Album Review: Sabbatonero - L'Uomo Di Ferro (A Tribute to Black Sabbath)
Reviewed by Paul Hutchings
Search the internet for tributes to the forefathers of heavy metal and you’ll find a fair few albums to choose from. What makes this one slightly different is that ‘L'Uomo Di Ferro’ is an album drawn together by Venom Inc vocalist and bassist Tony ‘Demolition Man’ Dolan and Francesco Conte (Neromega) to raise funds for the Covid workers in Italy. Dolan and Conte have drawn from the Worldwide metal community to produce an album that contains not only the staple Sabbath tracks, ‘Paranoid’, ‘War Pigs’ and ‘Sabbath Bloody Sabbath’ but a couple of songs that aren’t always at the front of the list, and yet in my mind are absolute classics; see ‘Hole in the Sky’ and ‘A National Acrobat’.
The guest list is impressive and extensive. Kicking off with ‘Symptom of the Universe’, we find the band (Dolan – bass, Conte – guitars, Filippo Marcheggiani (Banco del Mutuo Soccorso) - guitars Riccardo Spilli (Balleto Di Bronzo) – drums) ripping into the badass riff that should always increase the heart rate. Each track features guest vocalists, and Rasmus Bom Andersen of Diamond Head sets the bar high. He’s joined by some extra guitar work from Marty Friedman who adds an improvised solo that is worth a listen.
Steve Sylvester of Death SS struggles slightly with ‘Sabbath Bloody Sabbath’, which features Dolan’s bandmate Mantas firing the solo whilst Sylvester’s bandmate Freddy Delirio adds an interesting touch with his keyboard magic, which doesn’t reduce the impact of the song on iota.
Of course, these songs are all incredibly well known to us all and it’s hard to be objective about versions of classic songs. The intention here is to raise money for a good cause and it’s impossible to argue with that. Dolan’s vocals on ‘N.I.B’ will not suit everyone, his rasping, strained style vastly different to that raw Osbourne sound in 1969 but his bass is banging and Suffocation’s Terence Hobbs nails Iommi’s solo.

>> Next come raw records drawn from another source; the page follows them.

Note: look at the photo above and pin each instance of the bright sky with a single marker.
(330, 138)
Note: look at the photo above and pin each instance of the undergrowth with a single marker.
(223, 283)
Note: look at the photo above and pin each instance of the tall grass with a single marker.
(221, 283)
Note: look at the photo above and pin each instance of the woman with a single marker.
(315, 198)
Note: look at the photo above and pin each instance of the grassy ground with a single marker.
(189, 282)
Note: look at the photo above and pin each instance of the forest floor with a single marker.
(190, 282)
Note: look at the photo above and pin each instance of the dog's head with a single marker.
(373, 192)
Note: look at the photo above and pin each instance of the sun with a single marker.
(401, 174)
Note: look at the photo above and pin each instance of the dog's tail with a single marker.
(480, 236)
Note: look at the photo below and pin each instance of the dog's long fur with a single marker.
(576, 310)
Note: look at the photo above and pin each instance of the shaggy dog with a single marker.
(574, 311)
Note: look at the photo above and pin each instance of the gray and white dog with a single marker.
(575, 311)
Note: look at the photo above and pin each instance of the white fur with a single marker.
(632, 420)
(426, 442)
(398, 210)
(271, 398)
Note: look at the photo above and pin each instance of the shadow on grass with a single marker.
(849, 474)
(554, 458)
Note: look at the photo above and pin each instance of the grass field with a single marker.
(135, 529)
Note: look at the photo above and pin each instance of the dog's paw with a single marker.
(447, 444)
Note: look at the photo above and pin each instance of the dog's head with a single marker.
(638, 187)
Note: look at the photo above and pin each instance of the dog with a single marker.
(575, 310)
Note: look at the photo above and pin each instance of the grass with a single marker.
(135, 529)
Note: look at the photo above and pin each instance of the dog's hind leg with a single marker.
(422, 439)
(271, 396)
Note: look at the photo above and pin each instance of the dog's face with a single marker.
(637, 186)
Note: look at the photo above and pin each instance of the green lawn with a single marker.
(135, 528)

‘Killing Yourself to Live’, features the dual vocals of Maksymina Kuzianik (ex-Setheist) & Mayara Puertas (Torture Squad) with additional female representation from the Brazilian guitarist Prika Amaral of those death thrashers Nervosa. The changes in tempo are nailed perfectly and the duet gives the song a different feel and dimension. Heaven & Hell is blistering, with a storming solo from Obituary’s Ken Andrew the highlight.
We’ll skip over the butchering that Flegias of Necrodeth gives to ‘Paranoid’, and the energetic but limited delivery of Raven’s John Gallagher on ‘Children of the Grave’ and arrive at penultimate track A National Acrobat which sees Simone Salvatori (Spiritual Front) take the honours with a decent and soulful performance. Unfortunately, the closing duo of ‘Hole in the Sky’ and ‘War Pigs’ are marred by some horrible vocals, and that’s a shame as Wiley Arnett (Sacred Reich) and James Murphy provides some stellar guitar work.
Reviewing an album which is for a good cause and has taken blood, sweat and tears to craft and create is a poisoned chalice. Covering a band as legendary as Sabbath makes it even more of a challenge. There is definitely some good stuff here and the performances are unique. Musically spot on, it’s the vocals that as always, define the song. And occasionally, they just aren’t in the right place.